Duras, qui avait déjà commencé à définir sa propre voie d’écriture, la poursuit dans Le Marin de Gibraltar et l’approfondit dans Les Petits chevaux de Tarquinia. Pour Colette Audry, qui écrivait dans Temps modernes, en décembre 1958, Les Petits Chevaux de Tarquinia est d’abord, bien que secrètement, une « histoire d’intellectuels à mauvaise conscience » 1158 . Les personnages se trouvent murés en eux-mêmes par une épaisseur supplémentaire (leur intellectualité), dit Colette Audry, et chaque fois qu’ils tentent une sortie, c’est pour poser des devinettes ou pour se laisser prendre au piège. Au point qu’on se demande si l’amertume sourde qui envahit tous ces amis n’est pas due au moins autant à la parole, libérée par les loisirs, qu’à la chaleur et aux vacances qui placent chacun en face de sa propre vie… « Nous avons donc bien affaire ici à une histoire, à un roman d’intellectuels…centre caché qui ordonne toute la structure de l’œuvre », dit Colette Audry. 1159 Toutefois, par quelques remarques, elle signale la démarche originale de ce roman. Ainsi, les équivoques, les incertitudes, les silences, les apparentes tricheries des dialogues et des récits ne sont que « le cheminement d’une pénible expérience collective, expérience où il se ne passe presque rien mais où personne ne sait plus très bien où il en est…Ce livre est aussi une contestation de la littérature psychologique ». 1160
Bernard Dort, quant à lui, propose une lecture plus « orientée » 1161 du livre et dégage nettement certaines intentions et certaines caractéristiques de la démarche romanesque de Marguerite Duras. A son avis, les héros de Duras sont posés devant nous sans être qualifiés. Ils sont là. Ilsparlent, ils agissent (peu), ils commentent leurs actions. Le cours du récit est lent, dit Bernard Dort, coupé de tâtonnements. L’auteur n’explique rien. Mais il faut faire attention aux mots, aux gestes qui surgissent, aux complicités qui s’ébauchent autour de choses tues… : « cela suffit pour que le cercle clos dans lequel étouffaient ces héros, cède, pour que l’univers se présente à eux comme une tâche, un domaine à reconquérir », affirme Bernard Dort. 1162 La coque de chaleur dans laquelle les personnages des Petits chevaux de Tarquinia se desséchaient, éclate. Les vacances, l’absence de toute occupation définie ont révélé nos héros. Dans cette chaleur, à travers leurs gestes ébauchés, s’est recréé un équilibre, une unité. Surtout à travers ce que la vie offre de plus quotidien : les « bitter campari », la nourriture…
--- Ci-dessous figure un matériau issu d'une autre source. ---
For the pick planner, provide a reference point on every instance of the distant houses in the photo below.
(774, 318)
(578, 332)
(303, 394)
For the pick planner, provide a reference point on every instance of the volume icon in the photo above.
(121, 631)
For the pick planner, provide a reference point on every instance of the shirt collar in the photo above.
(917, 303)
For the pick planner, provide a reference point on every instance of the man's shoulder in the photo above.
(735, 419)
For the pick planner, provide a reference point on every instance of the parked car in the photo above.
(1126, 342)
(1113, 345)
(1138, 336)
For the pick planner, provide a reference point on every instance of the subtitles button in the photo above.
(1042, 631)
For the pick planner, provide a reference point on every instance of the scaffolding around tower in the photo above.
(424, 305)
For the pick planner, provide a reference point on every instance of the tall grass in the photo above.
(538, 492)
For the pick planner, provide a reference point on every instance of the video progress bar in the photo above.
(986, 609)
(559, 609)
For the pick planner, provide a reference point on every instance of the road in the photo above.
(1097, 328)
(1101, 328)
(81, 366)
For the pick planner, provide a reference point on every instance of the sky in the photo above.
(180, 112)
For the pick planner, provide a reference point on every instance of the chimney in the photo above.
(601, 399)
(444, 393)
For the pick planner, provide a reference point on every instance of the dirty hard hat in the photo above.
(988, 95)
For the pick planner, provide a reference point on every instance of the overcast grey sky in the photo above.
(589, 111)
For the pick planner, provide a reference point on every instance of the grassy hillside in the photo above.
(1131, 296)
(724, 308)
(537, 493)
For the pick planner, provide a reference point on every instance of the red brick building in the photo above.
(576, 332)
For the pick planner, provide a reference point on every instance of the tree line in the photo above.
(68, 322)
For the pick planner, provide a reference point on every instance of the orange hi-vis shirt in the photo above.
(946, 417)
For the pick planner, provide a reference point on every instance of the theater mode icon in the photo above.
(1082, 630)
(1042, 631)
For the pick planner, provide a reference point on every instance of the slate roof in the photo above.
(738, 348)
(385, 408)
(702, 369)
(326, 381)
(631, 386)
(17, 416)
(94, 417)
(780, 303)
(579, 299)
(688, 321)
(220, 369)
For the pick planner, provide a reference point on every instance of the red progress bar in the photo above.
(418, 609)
Le Monde du 25 août 1966 signale que dans ce livre, les Petits chevaux de Tarquinia, ce n’est plus comme dans le Barrage, l’espoir d’ « en sortir ». Ni comme dans Le Marin de Gibraltar, l’espoir de trouver. C’est l’espoir « de se trouver pour s’en sortir. » 1163 L’itinéraire ici est bref, considère Dominique Arban, et ce n’est pas un hasard si le livre se situe en un lieu et un temps de vacances. De la plage à l’hôtel, de cet hôtel à la plage. Du désir d’un « ailleurs » au refus de « l’ailleurs ». En sortir ? se demande Dominique Arban. Y rester ? « De piétinement en piétinement, le livre avance en petits coups de dialogue : velléités, résignation ; révolte, indifférence. » 1164 Le critique dit qu’ici l’écrivain a dominé les influences, a rejoint, sans le savoir sans doute, ses naturelles parentés. Il ne s’agit plus de « maîtres d’écriture », il s’agit, dit Dominique Arban, de « famille d’esprit » : « Marguerite Duras est une jeune sœur du grand écrivain russe Tchékhov ». 1165 Les Petits chevaux de Tarquinia frémissent « d’une sourde angoisse » 1166 qui installe le lecteur dans un état de « malaise » 1167 , ce qui n’empêche pas la critique de considérer ce livre un des meilleurs romans de l’année et de le citer parmi les favoris aux prix de fin d’année, à côté de Marcel Moussy (La Table ronde), Jean Guirec et Marcel Schneider (Albin Michel) 1168 . « Marguerite Duras écrit avec Les Petits chevaux de Tarquinia le chef-d’œuvre que ses deux autres romans laissaient prévoir » 1169 , dit-on dans l’émission Le goût des livres. « En perfectionnant une écriture impressionniste dont on ne peut trouver le point de départ que dans Et le soleil se lève aussi d’Hemingway et en approfondissant sous tous ces aspects un des thèmes qui lui sont les plus chers, celui des vacances » 1170 , Duras cache, derrière les négligences de style, qui sont d’ailleurs volontaires, « son mépris de la “bonne littérature”. » 1171 Ses chances de voir couronner son livre ont été pourtant minces, peut-on lire dans L’Observateur du 17 décembre 1953, car le roman sortait de l’ordinaire par ce sujet difficilement perceptible. Les journaux apprécient pourtant la « façon magistrale » et la « subtilité » 1172 dont Duras sait peindre les difficultés, voire l’impossibilité de la communication entre les êtres. Juste le lecteur superficiel peut en être déçu, voire irrité, avertit L’Observateur, mais les connaisseurs seront « ravis de voir pareil tour de force mené jusqu’à sa réussite ».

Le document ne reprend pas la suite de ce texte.